All of the above is geared to provide PFxBiotech with the tools to compress time to demonstration, and supports rapid iteration on titres, yields, and DSP.

The story behind the numbers: Resilience through diversification

Recent STOA and OECD work indicates that substituting a share of conventional animal protein with alternative sources can reduce land apply and agriculture, foresattempt and other land apply (AFOLU) emissions without constraining dietary protein availability. The rationale is straightforward: different protein sources draw on different resource bases and shock profiles.

PF’s land sparing promise

Several LCAs for PF dairy proteins display substantial reductions in land occupation, GHG emissions, and water apply per unit of functional protein, provided clean energy inputs and efficient downstream processes are in place. While not a panacea, PF creates optionality: by relocating part of protein production to controlled biomanufacturing, Europe can buffer climate-induced forage variability and livestock disease risks while freeing land for biodiversity restoration or high-value crops.

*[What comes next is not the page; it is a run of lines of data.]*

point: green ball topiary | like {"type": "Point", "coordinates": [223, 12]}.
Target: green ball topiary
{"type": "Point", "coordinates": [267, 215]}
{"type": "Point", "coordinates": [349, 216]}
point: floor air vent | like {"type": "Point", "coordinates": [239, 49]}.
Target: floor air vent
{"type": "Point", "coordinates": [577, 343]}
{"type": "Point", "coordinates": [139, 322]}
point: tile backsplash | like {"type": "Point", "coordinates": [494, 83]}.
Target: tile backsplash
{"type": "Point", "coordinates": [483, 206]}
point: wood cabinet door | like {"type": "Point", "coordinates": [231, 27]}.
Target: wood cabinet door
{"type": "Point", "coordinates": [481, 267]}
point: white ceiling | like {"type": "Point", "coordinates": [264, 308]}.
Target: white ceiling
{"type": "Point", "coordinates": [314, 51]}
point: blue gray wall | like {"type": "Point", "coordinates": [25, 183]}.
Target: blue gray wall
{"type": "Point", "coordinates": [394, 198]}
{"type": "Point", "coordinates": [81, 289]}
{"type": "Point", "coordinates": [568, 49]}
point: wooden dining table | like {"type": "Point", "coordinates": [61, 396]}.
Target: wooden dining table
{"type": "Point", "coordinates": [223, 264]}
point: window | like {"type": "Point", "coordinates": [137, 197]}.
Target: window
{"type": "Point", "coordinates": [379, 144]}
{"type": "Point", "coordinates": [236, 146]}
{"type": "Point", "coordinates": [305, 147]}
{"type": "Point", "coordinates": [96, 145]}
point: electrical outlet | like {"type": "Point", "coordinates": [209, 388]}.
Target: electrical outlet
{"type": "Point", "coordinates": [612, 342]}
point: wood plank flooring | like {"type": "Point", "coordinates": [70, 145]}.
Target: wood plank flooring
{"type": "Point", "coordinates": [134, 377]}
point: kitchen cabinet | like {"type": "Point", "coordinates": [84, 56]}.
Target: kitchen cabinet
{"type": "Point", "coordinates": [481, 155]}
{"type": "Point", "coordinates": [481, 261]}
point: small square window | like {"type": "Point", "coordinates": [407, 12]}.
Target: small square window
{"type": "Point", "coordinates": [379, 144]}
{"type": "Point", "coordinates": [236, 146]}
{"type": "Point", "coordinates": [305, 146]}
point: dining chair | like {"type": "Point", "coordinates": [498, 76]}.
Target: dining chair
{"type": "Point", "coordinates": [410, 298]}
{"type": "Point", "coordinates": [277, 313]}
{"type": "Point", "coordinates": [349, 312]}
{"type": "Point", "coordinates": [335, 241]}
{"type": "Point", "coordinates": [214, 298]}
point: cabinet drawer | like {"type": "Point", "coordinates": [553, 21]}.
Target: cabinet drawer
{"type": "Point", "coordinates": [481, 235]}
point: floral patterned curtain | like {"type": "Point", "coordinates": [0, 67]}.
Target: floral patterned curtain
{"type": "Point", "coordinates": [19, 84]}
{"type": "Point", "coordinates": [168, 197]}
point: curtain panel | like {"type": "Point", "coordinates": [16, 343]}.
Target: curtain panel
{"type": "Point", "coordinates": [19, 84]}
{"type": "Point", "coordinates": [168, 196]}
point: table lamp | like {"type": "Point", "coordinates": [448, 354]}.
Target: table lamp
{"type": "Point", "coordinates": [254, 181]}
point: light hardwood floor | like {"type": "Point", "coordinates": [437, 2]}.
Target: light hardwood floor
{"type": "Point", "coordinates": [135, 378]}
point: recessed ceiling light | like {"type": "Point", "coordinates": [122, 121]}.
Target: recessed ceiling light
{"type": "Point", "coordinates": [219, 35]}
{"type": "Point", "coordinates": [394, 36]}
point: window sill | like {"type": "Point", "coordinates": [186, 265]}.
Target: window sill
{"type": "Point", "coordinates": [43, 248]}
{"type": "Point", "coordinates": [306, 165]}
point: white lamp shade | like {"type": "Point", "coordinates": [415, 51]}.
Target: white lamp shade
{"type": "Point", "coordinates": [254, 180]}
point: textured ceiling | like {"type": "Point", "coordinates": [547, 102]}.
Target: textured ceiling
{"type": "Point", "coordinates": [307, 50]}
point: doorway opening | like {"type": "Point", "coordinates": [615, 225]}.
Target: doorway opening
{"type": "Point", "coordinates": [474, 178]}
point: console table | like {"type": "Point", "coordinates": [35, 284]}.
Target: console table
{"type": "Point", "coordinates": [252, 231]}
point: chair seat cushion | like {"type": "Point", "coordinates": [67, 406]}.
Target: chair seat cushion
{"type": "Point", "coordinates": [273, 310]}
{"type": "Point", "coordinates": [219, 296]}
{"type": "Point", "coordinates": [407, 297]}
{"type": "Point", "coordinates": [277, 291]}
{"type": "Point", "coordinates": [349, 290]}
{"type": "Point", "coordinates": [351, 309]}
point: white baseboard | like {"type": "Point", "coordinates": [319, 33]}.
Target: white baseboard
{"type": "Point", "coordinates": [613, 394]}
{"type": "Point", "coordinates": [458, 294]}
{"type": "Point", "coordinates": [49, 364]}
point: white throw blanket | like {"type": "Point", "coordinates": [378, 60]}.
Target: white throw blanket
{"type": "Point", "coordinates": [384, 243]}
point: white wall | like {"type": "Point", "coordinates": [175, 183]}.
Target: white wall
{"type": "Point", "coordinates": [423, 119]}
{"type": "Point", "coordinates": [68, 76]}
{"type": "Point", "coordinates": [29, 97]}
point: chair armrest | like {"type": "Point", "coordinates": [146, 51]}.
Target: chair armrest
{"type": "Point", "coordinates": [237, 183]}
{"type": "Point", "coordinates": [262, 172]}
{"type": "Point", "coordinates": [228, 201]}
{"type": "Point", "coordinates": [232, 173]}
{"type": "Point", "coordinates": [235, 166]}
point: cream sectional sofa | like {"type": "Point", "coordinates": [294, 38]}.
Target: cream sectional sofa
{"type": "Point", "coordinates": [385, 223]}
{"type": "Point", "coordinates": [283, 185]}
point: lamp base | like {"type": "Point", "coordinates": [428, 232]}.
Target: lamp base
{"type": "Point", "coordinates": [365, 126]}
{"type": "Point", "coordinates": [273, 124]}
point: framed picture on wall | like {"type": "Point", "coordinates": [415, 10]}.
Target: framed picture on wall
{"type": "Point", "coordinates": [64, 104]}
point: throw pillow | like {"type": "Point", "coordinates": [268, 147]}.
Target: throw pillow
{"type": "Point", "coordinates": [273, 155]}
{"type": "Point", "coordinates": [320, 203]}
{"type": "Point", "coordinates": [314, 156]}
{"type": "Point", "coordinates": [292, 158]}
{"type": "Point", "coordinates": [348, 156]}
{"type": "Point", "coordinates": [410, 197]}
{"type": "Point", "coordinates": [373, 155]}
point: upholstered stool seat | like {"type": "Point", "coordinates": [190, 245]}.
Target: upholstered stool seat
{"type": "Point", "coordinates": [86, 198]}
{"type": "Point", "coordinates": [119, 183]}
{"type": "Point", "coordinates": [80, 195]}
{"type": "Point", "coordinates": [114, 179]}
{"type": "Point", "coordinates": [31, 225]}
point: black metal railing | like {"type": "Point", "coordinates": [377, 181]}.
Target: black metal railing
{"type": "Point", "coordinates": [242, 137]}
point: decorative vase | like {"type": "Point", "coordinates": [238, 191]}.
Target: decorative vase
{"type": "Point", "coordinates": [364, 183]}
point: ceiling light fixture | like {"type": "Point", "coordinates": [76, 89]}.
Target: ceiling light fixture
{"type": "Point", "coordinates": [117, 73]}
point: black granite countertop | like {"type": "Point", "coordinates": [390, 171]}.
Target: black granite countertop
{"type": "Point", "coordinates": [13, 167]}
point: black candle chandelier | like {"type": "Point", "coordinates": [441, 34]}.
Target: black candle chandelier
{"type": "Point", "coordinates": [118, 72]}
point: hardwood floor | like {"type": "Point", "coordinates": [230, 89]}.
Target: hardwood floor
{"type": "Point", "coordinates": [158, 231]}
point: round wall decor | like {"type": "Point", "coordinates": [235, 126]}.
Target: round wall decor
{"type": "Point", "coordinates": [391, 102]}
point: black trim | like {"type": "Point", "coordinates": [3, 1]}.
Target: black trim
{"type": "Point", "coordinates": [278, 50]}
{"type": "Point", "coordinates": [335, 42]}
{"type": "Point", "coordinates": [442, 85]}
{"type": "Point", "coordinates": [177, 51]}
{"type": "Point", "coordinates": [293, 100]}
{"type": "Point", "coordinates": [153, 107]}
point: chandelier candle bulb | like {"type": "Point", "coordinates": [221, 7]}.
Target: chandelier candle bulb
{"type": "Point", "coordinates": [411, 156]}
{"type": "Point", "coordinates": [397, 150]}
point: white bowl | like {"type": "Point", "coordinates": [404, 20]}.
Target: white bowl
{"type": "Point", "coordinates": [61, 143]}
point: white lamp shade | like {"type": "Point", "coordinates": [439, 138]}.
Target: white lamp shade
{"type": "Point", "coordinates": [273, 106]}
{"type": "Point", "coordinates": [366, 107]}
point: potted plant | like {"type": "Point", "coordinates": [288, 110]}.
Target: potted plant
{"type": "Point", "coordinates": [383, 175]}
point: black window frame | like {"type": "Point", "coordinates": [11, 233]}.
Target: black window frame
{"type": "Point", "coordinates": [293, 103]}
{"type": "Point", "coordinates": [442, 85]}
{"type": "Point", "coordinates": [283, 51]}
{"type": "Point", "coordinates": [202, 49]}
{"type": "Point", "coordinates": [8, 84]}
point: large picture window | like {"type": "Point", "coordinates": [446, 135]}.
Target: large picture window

What to watch for in the near future (2026-2028):

  • Commission rollout of the Bioeconomy Investment Deployment Group and first regulatory sandboxes under the Biotech Acts.
  • EFSA novel food opinions on PF-derived proteins and harmonised methods under the Product Environmental Footprint (PEF) review.
  • Pilot and demo capacity utilisation in Ghent and other EU hubs, and emergence of bankable offtake models for first-of-a-kind PF plants.
  • PFx Biotech’s pipeline disclosures (additional HMProtein classes; techno functional data) and early partnerships across infant and performance nutrition.


Please Note: This is a Commercial Profile

References

  1. European Commission. A Strategic Framework for a Competitive and Sustainable EU Bioeconomy (COM(2025) 960). 27 Nov 2025
  2. GFI Europe / FoodBev coverage on EU Bioeconomy Strategy support for fermentation innovators (Nov 27–28, 2025)
  3. EFSA. Updated guidance on novel foods (Sept 30, 2024) and QPS updates (2024–2025)
  4. EFSA. The safety of cell culture derived food – scientific colloquium (May 10, 2023)
  5. EU Novel Food application summary: Beta lactoglobulin produced by Komagataella phaffii (Remilk)
  6. Singapore Food Agency. Overview of pre market approval framework for novel food
  7. Health Canada. Novel Food Information: β Lactoglobulin protein from Komagataella phaffii yRMK 66
  8. Knychala MM et al. Precision Fermentation as an Alternative to Animal Protein: A Review. Fermentation (MDPI) 2024;10:315
  9. OECD. Meat protein alternatives – opportunities and challenges
  10. European Parliament (STOA). Alternative protein sources for food and feed. Apr 2024
  11. NAPIC. Partner Engagement Workshop Report (2025)
  12. VIB facilities – VIB Bio Incubator, Tech Lane Ghent Science Park; City of Ghent feature
  13. PFx Biotech

This article will feature in our upcoming food Special Focus Publication.